For self-publishing, each literary agency’s scope of services is different. Some agencies choose to not be involved with it, some offer bare minimum, and others, like NYLA, are “full-service.”
I know a traditional and beloved author, who is enjoying a very successful career completely unagented. She parted ways with her former agent, and since she mostly works with only one publisher, she is comfortable sticking to the same terms. In self-publishing, an agent seems even less necessary. Why have one, right? There is no publisher.
It’s not that cut and dry. A good agent doesn’t just handle things project by project. They steer the author’s career, and the need for that business partnership doesn’t go away when the traditional publisher is out of the equation. Also, self-publishing generates a significant amount of extra work that has nothing to do with writing.
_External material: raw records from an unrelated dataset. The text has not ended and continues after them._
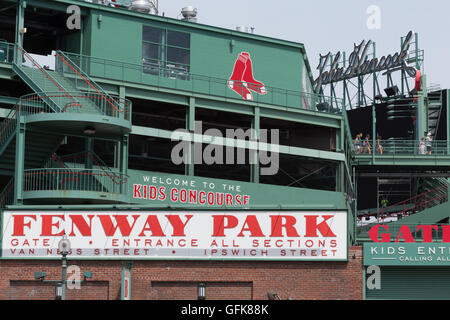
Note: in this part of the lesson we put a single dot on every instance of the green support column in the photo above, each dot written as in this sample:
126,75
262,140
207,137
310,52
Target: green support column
20,23
89,146
254,168
124,155
122,95
448,119
422,117
20,161
190,125
118,153
374,113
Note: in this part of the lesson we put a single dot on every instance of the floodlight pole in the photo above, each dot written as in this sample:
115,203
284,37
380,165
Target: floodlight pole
64,268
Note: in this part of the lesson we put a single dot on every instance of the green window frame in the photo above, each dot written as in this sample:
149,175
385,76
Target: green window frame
166,52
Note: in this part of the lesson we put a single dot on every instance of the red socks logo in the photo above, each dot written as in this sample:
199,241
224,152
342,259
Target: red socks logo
242,81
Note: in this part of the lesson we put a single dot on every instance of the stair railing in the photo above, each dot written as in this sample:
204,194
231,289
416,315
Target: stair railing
111,106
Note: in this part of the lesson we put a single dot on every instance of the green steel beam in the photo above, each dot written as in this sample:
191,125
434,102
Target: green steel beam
7,100
190,125
20,161
20,17
254,171
304,152
61,5
403,160
148,92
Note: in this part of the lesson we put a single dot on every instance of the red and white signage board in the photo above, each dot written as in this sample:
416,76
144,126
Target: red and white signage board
222,235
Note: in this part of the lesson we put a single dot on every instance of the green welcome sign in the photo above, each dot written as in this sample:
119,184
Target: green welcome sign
407,254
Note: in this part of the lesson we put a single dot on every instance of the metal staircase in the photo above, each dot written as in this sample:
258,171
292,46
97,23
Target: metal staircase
434,111
402,211
58,94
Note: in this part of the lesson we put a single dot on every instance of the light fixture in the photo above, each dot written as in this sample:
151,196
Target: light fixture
391,91
273,296
87,275
201,291
64,246
58,291
89,130
39,275
323,106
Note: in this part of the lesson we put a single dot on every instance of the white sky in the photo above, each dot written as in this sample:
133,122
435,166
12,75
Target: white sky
333,25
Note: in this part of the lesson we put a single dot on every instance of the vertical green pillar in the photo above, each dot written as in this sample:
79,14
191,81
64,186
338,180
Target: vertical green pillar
190,126
448,119
20,161
20,23
119,152
422,117
124,155
374,113
89,146
256,126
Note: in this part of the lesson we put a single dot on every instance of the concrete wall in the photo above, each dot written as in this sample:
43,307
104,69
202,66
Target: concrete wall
166,280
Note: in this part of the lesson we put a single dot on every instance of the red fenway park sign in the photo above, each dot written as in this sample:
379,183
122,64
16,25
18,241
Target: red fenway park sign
268,235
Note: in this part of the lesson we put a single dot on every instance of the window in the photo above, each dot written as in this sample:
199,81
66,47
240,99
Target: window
166,53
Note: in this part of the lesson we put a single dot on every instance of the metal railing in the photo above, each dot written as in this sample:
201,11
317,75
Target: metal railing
111,105
6,52
37,74
189,82
74,179
404,208
9,124
404,147
38,103
7,195
82,158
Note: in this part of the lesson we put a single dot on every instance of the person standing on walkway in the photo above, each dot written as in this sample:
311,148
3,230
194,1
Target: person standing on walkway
428,141
366,144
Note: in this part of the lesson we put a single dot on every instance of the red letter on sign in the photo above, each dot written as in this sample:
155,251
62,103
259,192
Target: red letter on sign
137,191
153,226
277,226
323,227
405,233
47,226
427,232
19,224
122,223
253,227
373,234
178,226
84,228
219,225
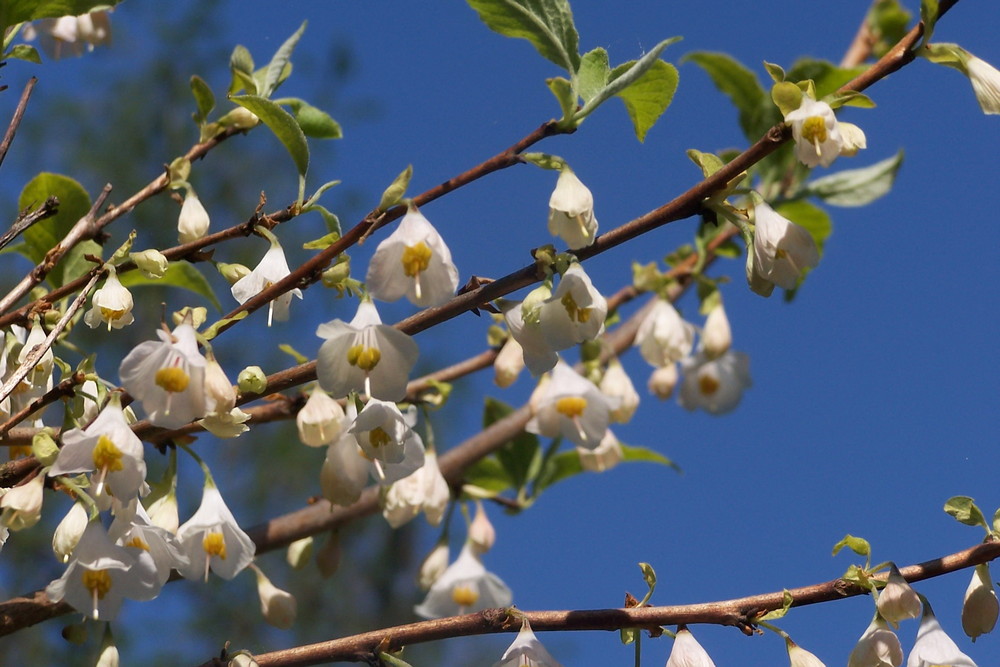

Here are some of the things our agency does:
- cover design, ebook, print, and audio
- book summaries for retailers
- editorial input
- formatting ebooks
- formatting print
- upload to various retailers in ebook
- upload to print distributors
- maintenance (correction of typos, etc. in published works)
- finding and vetting artists
- negotiating contracts with artists
- finding and vetting audio readers
- quality control of audio recordings
- negotiating contracts with audio readers
- selecting audio distributors and negotiating terms
- finding and vetting editors
- actively seeking and screening promotional opportunities
- negotiating contracts with collector edition publishers
- marketing to foreign publishers through the foreign agency partners
- maintaining brag sheets*
- generating 1099s and reporting taxes
- monitoring compliance with US tax laws via filing foreign exemption forms
- career planning (how many units sold for each title, where, when, what panned out, what didn’t, which series would be advantageous to continue, etc.)
*Brag sheet is a record of the author’s professional accomplishments and sales, listing website statistics, units sold, foreign rights sold, bestseller list placement, awards, and so on.
Some of it we could do ourselves. But some of it we couldn’t. For example, the post about Hoopla which you read on our blog happened because the distributor that NYLA found for the audiobooks happened to be running a promotional ad there. We didn’t know what Hoopla was until that point. We didn’t know we could distribute to it.
Other things that out poor agency handles.
They researched and fixed it.
Copyright Infringement on Amazon
They have their own Amazon rep, so it was taken down in record time.
GA extras, from agent
As you can see, House Andrews generates a massive amount of work. We also generate income, don’t get me wrong, but in the end keeping the self-publishing machine rolling is very much a team effort. Once I’m done writing this, I’m going to go right back to our current project instead of sorting through mountain of admin matters and I think we all benefit from this arrangement.